You are in emergency mode. After logging in, type "journalctl .- xb" to view
system logs, "systemctl reboot" to reboot, or "exit"
to continue bootup.
Camnot open access to console, the root account is locked.
See sulogin(8) man page for more details.
Press Enter to continue.
As I wrote in the main thread:
I still have no solution. As my private notebook now runs into the same issue, I would think it’s not a very unlikely problem while updating to the latest stable. pacman.log shows no errors during update
Maybe the combination of an encrypted root filesystem with encrypted boot inside causes problems? On my desktop machine I have a separate, non-encrypted boot partition, and everything went fine.
Well, the error message is the same (just the UUID differs, of course). My working laptop is a Dell Latitude 5531 and my private one is a Schenker VIA 14 Pro (L23). So very different hardware: Intel vs. AMD, Kioxia vs Samsung SSDs, but the same result. I would guess it is not a hardware issue.
It has encryption. But not for boot. Because it has dual boot with Windows, I want to access GRUB without encryption. It has a separate boot partition that is not encrypted. The root partition is also encrypted. But no problems here.

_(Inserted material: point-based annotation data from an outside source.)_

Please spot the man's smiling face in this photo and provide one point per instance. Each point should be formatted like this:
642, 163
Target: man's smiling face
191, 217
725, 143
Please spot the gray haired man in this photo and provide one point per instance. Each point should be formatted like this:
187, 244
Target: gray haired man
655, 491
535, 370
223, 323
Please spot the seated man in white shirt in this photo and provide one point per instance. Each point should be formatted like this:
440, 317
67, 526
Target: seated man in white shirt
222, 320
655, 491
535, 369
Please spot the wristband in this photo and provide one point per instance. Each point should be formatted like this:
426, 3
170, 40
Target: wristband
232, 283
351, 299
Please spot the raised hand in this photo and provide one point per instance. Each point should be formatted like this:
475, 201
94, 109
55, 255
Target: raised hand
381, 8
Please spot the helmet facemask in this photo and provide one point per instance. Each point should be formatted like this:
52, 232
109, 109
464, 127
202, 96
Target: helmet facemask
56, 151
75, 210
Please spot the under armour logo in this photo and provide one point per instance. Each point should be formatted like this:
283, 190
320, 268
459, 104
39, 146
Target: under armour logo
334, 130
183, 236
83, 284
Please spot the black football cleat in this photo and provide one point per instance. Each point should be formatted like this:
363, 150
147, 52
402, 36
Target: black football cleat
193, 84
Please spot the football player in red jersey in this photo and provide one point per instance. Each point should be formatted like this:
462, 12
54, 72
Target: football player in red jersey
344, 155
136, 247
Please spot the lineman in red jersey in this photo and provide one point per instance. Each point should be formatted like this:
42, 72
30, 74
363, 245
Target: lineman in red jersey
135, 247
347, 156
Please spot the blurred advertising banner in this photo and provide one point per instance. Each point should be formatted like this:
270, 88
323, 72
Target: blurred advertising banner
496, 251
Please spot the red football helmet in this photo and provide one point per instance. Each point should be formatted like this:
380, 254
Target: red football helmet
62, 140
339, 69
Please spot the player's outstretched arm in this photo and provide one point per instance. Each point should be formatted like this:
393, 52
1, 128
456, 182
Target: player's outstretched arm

I asked @TheInvisible since he didn’t report any logs but a solution (for his case). Regarding your issue do you have access to /var/log/pacman.log so you could post the logs of the last update?
Your post(s) have been moved to a dedicated topic.
Please provide your system information as described below.
Regards.
[Mini-HowTo] Provide System Information
Basic details provided by *-fetch type apps might give enough information for someone wishing to buy a computer, however, for Support purposes it’s best to ask your system directly.
Output of the inxi command will generate more useful and detailed information for those who may wish to help:
So you are still asked for your luks passphrase. I’m thrown into emergency mode without being asked for my passphrase. I’m currently doing a backup of the system, so I can tinker around without the risk of doing further damage to it. I will report back when the backup is done.
I have a similar configuration to yours with grub not being encrypted for the same reason.
I apologize for the delay, but I’ve got a bit of work to catch up on.
I end up in setting up a fresh installation on my private laptop. Afterwards, I compare the mkinitcpio.conf from the fresh installation and from my broken business laptop.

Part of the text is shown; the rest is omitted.